Oui assurément lorsque l’on voit dans quelle panade le monde actuel se débat tant bien que mal.Retour en 1945. Les alliés, y compris les Russes, ont gagné et il est temps de faire un premier bilan sur les crimes de guerre commis par Adolf Hitler et ses hommes de main. Le Führer s’étant a priori suicidé, il revient à Hermann Göring (Russell Crowe à l’écran) de représenter les nazis et leur idéologie.
L’Amérique face aux nazis
Le procès de Nuremberg porte en lui des enjeux qui le dépassent. Il s’agit de ne pas se louper et surtout de ne pas transformer cette tribune en un nouvel réquisitoire nazi.

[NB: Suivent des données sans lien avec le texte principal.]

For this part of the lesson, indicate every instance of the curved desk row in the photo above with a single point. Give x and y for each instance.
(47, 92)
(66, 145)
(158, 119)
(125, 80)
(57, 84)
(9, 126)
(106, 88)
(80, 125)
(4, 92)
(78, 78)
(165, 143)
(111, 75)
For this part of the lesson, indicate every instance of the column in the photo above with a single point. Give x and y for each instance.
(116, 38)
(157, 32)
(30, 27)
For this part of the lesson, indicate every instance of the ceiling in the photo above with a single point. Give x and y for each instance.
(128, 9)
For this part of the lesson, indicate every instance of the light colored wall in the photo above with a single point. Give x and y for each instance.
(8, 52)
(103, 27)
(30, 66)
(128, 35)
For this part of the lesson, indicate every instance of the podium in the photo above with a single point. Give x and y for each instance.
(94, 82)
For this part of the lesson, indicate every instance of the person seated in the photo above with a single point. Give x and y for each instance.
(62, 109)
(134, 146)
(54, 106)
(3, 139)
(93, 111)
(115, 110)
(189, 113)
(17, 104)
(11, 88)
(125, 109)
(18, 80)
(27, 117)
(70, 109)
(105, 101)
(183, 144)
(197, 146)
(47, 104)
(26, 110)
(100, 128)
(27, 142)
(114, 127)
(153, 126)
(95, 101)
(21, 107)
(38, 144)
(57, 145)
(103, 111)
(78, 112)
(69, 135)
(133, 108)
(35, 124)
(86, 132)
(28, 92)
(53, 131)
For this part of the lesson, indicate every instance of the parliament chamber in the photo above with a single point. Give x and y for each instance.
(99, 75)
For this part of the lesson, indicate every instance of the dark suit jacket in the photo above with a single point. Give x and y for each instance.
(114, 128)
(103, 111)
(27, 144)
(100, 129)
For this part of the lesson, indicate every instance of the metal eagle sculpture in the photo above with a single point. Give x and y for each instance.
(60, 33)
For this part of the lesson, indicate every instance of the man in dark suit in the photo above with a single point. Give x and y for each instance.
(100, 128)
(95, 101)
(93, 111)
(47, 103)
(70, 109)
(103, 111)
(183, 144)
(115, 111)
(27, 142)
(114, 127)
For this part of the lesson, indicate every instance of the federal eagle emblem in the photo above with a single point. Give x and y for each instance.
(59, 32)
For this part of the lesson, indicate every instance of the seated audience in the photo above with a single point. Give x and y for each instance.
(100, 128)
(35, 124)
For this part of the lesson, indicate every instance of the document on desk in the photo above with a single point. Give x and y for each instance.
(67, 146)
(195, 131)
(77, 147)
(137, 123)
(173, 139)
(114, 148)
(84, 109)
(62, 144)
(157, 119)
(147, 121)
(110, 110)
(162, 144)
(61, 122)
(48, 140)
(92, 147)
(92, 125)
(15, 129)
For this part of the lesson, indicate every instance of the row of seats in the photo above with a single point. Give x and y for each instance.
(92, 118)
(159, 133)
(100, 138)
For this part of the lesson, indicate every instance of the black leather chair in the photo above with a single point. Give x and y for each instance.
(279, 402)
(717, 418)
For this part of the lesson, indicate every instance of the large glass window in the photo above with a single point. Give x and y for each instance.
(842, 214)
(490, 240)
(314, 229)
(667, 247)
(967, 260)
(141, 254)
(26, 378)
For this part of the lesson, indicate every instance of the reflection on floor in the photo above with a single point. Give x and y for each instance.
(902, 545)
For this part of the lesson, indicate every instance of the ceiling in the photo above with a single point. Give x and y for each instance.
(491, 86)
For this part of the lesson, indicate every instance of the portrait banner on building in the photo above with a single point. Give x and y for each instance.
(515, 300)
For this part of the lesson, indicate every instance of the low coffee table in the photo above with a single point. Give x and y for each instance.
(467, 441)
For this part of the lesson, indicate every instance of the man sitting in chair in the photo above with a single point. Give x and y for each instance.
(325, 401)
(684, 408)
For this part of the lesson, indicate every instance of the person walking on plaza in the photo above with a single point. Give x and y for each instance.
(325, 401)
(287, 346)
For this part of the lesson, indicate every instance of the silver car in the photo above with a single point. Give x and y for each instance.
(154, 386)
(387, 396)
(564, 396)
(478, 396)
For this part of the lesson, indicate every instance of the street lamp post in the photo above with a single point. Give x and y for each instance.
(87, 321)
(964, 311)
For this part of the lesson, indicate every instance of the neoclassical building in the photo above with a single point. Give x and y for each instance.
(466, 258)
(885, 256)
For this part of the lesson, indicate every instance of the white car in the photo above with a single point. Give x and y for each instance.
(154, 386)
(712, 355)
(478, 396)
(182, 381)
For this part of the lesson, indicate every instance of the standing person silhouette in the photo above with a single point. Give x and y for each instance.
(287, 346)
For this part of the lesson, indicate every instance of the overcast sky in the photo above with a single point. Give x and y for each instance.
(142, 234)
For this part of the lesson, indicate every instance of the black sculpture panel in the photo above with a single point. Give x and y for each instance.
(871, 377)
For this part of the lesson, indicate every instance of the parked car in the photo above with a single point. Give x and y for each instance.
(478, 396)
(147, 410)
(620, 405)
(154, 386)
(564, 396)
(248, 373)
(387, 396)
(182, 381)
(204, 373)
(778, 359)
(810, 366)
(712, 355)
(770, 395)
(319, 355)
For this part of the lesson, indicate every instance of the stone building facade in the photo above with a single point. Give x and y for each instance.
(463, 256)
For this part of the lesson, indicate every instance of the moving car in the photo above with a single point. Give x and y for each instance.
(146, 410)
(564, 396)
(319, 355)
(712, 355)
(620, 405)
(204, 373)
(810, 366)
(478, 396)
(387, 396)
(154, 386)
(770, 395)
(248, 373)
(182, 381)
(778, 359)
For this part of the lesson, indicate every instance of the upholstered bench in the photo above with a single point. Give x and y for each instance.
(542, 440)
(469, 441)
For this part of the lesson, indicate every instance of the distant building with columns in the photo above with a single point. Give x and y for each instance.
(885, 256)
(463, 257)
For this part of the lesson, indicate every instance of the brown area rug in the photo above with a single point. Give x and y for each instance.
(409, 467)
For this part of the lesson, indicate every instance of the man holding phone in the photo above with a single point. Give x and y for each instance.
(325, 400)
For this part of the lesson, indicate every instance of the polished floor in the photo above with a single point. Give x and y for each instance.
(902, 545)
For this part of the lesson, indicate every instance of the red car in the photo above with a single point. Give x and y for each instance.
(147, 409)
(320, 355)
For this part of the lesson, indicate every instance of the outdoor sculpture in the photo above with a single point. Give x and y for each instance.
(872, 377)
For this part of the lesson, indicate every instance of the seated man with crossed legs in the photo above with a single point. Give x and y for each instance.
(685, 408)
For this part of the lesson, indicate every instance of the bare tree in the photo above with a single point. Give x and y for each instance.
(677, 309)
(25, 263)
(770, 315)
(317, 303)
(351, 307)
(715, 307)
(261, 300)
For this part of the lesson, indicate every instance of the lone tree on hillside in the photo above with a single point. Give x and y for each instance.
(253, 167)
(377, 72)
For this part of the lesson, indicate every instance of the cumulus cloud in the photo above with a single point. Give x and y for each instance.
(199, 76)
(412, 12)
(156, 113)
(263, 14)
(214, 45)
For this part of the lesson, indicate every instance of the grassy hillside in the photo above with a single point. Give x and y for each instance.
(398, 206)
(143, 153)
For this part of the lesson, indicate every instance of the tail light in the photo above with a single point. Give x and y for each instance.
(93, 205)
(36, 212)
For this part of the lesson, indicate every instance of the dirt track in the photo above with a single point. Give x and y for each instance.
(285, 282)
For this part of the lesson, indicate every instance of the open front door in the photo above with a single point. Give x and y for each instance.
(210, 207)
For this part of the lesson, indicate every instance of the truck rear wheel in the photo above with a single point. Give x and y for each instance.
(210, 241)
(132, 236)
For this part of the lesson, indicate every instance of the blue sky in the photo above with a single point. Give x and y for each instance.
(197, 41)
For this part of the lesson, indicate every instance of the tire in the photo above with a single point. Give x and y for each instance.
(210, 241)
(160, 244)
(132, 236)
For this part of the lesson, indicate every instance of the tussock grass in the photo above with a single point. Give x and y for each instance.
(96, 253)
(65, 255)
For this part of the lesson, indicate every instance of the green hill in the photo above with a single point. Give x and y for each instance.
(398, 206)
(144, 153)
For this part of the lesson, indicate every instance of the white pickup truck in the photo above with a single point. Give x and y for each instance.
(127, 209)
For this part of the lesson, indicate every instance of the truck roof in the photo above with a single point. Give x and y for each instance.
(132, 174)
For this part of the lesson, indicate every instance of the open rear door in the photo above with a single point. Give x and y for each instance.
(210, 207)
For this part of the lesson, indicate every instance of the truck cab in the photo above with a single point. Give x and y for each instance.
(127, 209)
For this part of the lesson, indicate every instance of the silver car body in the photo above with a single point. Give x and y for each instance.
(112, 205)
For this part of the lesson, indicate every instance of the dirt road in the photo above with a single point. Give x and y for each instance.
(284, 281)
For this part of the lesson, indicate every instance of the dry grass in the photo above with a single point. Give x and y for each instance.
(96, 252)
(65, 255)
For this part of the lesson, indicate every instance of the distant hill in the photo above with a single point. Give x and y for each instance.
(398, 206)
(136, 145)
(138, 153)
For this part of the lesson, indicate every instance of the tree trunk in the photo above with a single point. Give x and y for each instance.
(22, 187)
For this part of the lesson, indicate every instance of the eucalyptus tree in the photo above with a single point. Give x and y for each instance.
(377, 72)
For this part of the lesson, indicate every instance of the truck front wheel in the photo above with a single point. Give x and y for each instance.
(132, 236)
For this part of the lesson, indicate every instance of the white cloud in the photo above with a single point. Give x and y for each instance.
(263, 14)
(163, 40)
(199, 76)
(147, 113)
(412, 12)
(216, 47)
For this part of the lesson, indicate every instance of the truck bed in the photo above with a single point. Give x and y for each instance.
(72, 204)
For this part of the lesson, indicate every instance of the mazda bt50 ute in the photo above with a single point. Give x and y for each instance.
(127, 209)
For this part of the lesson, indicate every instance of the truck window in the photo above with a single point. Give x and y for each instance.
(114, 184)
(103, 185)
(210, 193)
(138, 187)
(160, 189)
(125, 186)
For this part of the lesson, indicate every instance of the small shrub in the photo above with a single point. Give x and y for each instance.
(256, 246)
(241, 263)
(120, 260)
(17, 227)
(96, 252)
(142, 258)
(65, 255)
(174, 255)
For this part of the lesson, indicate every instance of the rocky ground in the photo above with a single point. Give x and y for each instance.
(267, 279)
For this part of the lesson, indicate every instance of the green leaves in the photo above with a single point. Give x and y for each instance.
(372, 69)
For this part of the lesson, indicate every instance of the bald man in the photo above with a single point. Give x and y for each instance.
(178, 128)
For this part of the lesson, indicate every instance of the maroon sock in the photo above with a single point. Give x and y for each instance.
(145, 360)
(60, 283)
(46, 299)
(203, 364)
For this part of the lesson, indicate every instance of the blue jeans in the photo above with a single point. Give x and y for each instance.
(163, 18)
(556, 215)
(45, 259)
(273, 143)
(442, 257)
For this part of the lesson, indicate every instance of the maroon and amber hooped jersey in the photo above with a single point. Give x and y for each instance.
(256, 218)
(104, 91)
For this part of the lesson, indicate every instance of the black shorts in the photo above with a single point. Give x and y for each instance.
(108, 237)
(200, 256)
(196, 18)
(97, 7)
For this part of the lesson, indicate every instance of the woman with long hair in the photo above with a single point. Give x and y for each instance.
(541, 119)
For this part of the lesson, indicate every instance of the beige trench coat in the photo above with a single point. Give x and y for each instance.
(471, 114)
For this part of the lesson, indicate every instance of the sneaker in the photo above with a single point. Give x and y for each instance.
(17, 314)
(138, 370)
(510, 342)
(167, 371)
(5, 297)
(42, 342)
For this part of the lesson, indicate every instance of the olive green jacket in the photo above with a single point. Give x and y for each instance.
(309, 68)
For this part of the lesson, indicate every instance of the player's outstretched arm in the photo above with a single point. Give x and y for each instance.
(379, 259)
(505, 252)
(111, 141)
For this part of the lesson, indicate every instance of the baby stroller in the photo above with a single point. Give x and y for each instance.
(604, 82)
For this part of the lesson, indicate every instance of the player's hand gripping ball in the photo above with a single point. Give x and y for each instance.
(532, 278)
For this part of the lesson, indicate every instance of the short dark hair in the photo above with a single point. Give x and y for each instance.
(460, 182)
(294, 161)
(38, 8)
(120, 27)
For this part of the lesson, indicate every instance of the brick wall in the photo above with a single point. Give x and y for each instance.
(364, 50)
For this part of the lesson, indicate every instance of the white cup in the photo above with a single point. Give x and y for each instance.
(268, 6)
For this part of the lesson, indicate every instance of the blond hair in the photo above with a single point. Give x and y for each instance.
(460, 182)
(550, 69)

Pour éviter une nouvelle manipulation, le procureur américain en charge de l’instruction des dossiers pourra compter sur l’appui de Douglas Kelley, un jeune psychiatre chargé d’étudié la charge mentale des accusés. Pourtant, malgré la force aussi insupportable qu’inhumaine des images d’archives, de nombreux charniers, tournées dans les très nombreux les camps de travail allemands, le soldat du III Reich resteront droit dans leurs bottes. Qu’en pensera le tribunal ? La fin est certes connue mais il est bon de la rappeler.
Au plus près de l’humain
Au final, reste un drame historique implacable, mis en scène avec virtuosité par James Vanderbilt, connu pour sa participation aux dernières franchises de “Scream”, de 5 à 7. Ici, il renouvelle avec brio le film de procès, toujours un peu rébarbatif dans les salles d’audience en sortant beaucoup du tribunal pour aller au plus près de l’humain.
Bref, ce film devrait être inscrit dans les programmes scolaires afin de redonner aux humains un peu de sens car aujourd’hui, de la Palestine à l’Ukraine, rien ne semble avoir vraiment changer. Les crimes de guerre et les massacres sont toujours à l’ordre. Quant à l’antisémitisme, il semble lui aussi toujours bien présent.